The Securities and Exchange Commission (SEC) has adopted a rule “requiring registrants to disclose material cybersecurity incidents they experience and to disclose on an annual basis material information regarding their cybersecurity risk management, strategy, and governance,” according to an SEC statement released today.
“Whether a company loses a factory in a fire — or millions of files in a cybersecurity incident — it may be material to investors,” said SEC chair Gary Gensler. “Currently, many public companies provide cybersecurity disclosure to investors. I think companies and investors alike, however, would benefit if this disclosure were made in a more consistent, comparable, and decision-useful way.

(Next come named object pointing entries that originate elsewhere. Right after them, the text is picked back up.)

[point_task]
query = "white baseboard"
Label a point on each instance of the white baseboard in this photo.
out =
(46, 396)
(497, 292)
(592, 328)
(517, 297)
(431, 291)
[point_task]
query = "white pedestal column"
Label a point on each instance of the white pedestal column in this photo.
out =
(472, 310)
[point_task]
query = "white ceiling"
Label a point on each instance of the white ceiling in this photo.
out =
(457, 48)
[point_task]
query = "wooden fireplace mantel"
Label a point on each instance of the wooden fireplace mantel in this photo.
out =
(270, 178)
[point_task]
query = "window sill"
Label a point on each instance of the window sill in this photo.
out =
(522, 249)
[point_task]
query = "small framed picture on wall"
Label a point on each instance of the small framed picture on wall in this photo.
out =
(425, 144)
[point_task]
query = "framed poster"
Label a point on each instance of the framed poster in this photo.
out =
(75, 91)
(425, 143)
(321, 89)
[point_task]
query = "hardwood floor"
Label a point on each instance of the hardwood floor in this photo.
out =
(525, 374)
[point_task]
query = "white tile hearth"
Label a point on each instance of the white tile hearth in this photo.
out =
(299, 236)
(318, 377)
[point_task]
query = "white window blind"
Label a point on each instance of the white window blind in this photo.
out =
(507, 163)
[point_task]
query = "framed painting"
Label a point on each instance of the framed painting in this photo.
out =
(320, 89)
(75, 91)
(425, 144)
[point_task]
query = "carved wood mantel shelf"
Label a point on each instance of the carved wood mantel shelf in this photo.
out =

Through helping to ensure that companies disclose material cybersecurity information, today’s rules will benefit investors, companies, and the markets connecting them.”

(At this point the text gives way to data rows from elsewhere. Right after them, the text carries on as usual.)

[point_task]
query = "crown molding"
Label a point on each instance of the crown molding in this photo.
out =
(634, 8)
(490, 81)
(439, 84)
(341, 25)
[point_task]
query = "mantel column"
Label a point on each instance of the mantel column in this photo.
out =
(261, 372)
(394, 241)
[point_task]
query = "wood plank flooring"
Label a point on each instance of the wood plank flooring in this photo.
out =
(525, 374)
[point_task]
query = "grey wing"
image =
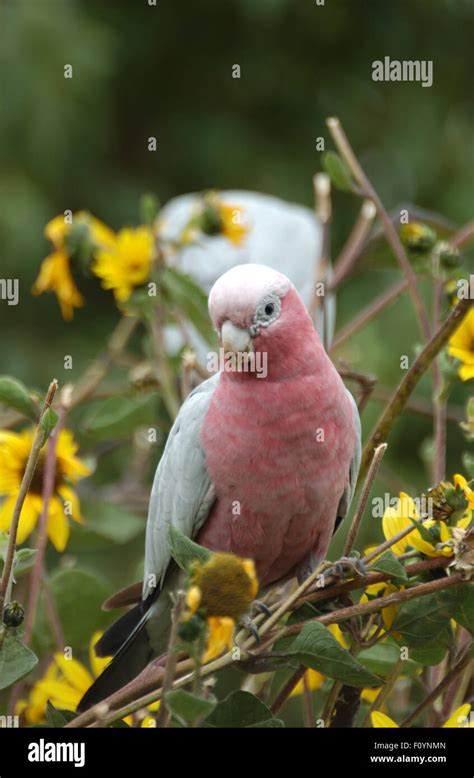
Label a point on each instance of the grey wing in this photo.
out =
(348, 493)
(182, 492)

The rule itself noted that “under-disclosure regarding cybersecurity persists despite the Commission’s prior guidance; investors need more timely and consistent cybersecurity disclosure to make informed investment decisions; and recent legislative and regulatory developments elsewhere in the Federal government, including those developments subsequent to the issuance of the Proposing Release such as CIRCIA and the Quantum Computing Cybersecurity Preparedness Act, while serving related purposes, will not effectuate the level of public cybersecurity disclosure needed by investors in public companies.”
The new rule requires a Form 8-K to be filed within “four business days of determining an incident was material.” However, the SEC, similar to the General Data Protection Regulation and US state data breach disclosure rules, does not specify the criteria enterprises should apply when deciding whether an incident is material or when the disclosure clock starts ticking.
As to what makes an incident material, the SEC is defining it slightly differently than it has on other matters. Traditionally, material meant anything that is significant enough to likely move the stock price — so a $20 million acquisition might be material for a smaller company but not for a much larger one. In the July 26 cybersecurity rule, the SEC took a slightly more aggressive stance, noting that information is material if it is something the investor would want to know.
“Information is material if there is a substantial likelihood that a reasonable shareholder would consider it important in making an investment decision, or if it would have significantly altered the ‘total mix’ of information made available,” the SEC stated. “Doubts as to the critical nature of the relevant information should be resolved in favor of those the statute is designed to protect, namely investors.”
The SEC also excluded some specific details.
“This requirement would not extend to specific, technical information about the registrant’s planned response to the incident or its cybersecurity systems, related networks and devices, or potential system vulnerabilities in such detail as would impede the registrant’s response or remediation of the incident.”